La premessa è di una crudeltà così squisitamente classista da rasentare il teatro dell'assurdo di Ionesco. Durante una "caccia al tesoro" organizzata dall'alta società newyorkese, due sorelle viziate, la glaciale Cornelia (Gail Patrick) e la svampita Irene (Carole Lombard), devono trovare e portare come trofeo un "uomo dimenticato", un barbone. È un safari umano, un passatempo per annoiati patrizi che vedono la povertà non come una tragedia sociale, ma come un bizzarro oggetto da collezione. In questa discarica umana ai margini della civiltà, trovano Godfrey (William Powell), un uomo la cui dignità è inversamente proporzionale alla pulizia del suo soprabito. Irene, con l'incoscienza di un angelo sotto anfetamine, lo convince a seguirla, vincendo la gara e decidendo, con un capriccio che cambierà le sorti della sua famiglia, di assumerlo come maggiordomo.

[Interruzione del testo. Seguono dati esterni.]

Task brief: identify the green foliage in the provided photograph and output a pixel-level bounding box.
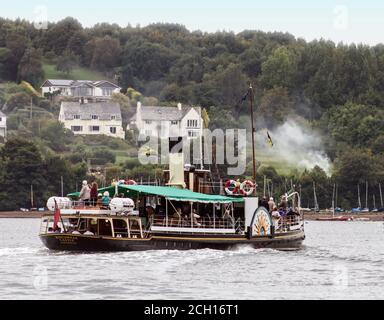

Da questo momento, il film si trasforma in un'opera da camera ambientata nel più disfunzionale dei manicomi: la villa della famiglia Bullock. Godfrey non è semplicemente un servitore; è un antropologo, un Marco Aurelio precipitato in un happening dadaista. La sua quieta competenza, la sua logica ferrea, agiscono come un acido corrosivo sulla follia che lo circonda. La signora Bullock (Alice Brady), una matrona fatua con la risata di una iena e un "protetto" gigolò (Mischa Auer) che si esibisce in magistrali imitazioni di un gorilla, vaga per le stanze in una nebbia di egoismo. Il patriarca, Alexander Bullock (Eugene Pallette), è un Sisifo del capitalismo, un uomo la cui unica funzione è lamentarsi della propria ricchezza e delle spese della sua famiglia, con una voce roca che sembra provenire dalle profondità della terra. In mezzo a loro, Godfrey si muove con la grazia di un ballerino e la pazienza di un santo, un'isola di razionalità in un oceano di idiozia ereditaria.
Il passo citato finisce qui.